For some reason I don’t understand I am getting the following error message when a client Consul agent attempts to join a secondary datacenter:
agent: AutoEncrypt failed: rpcinsecure error making call: rpcinsecure error making call: internal error: CA root is nil
The equivalent Consul configuration works in the primary datacenter.
Is this a problem with my configuration, or a limitation/bug of Consul?
Configuration overview:
- Consul community edition version 1.6.1
- Two Consul datacenters, one Consul domain
- Using cloud auto-join (AWS).
- Secondary datacenter Consul servers join the cluster successfully with healthy status
- Secondary datacenter Consul servers have retry_join configured for secondary datacenter and retry_join_wan configured for primary datacenter
- Failing client agent has retry_join configured for secondary datacenter (and no retry_join_wan)
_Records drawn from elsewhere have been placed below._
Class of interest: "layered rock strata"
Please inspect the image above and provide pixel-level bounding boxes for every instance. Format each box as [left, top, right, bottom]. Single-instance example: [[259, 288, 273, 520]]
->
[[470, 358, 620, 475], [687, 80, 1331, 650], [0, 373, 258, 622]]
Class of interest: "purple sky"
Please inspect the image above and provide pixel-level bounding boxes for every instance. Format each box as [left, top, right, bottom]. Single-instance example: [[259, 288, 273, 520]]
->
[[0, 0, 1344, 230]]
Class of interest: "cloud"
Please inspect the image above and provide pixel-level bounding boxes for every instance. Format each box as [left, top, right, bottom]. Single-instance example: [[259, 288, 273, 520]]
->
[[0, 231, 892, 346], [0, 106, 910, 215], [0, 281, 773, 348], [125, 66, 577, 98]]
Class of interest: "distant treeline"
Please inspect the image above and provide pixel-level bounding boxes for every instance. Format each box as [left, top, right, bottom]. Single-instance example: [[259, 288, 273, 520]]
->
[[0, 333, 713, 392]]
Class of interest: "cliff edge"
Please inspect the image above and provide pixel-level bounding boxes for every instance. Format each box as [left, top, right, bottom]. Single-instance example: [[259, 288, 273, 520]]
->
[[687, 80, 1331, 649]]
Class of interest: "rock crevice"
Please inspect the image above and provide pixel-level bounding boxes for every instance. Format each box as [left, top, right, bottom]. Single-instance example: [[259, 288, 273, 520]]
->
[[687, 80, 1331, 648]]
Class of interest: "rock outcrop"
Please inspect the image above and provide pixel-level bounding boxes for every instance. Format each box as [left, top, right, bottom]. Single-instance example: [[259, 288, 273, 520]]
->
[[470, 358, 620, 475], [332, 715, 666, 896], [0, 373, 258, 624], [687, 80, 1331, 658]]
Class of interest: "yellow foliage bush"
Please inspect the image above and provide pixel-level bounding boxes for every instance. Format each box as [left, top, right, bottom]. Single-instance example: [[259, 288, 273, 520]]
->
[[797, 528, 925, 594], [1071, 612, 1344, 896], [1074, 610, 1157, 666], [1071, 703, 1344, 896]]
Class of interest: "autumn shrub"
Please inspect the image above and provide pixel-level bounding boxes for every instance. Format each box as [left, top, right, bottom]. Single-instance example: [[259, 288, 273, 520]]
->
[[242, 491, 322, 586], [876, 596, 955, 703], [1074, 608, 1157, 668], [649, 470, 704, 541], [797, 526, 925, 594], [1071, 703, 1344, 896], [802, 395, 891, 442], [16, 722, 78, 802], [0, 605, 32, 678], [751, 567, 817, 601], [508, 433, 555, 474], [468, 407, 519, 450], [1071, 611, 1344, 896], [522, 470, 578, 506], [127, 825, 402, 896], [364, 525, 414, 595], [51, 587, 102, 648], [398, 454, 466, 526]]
- Failing client agent is in the same subnet as the secondary datacenter Consul servers, with the same security groups applied
- Gossip encryption enabled
- TLS enabled/enforced
- CA cert installed and configured on all hosts
- ACL enabled/enforced
- ACL persistence/replication enabled
Here are the exact consul.hcl configuration files I am using on the various nodes:
- Failing client agent in secondary datacenter: backend.shi2.hcl.txt (1.7 KB)
- Successful client agent in primary datacenter: frontend.shi1.hcl.txt (1.7 KB)
- Server in primary datacenter: server.shi1.hcl.txt (1.9 KB)
- Server in secondary datacenter: server.shi2.hcl.txt (1.9 KB)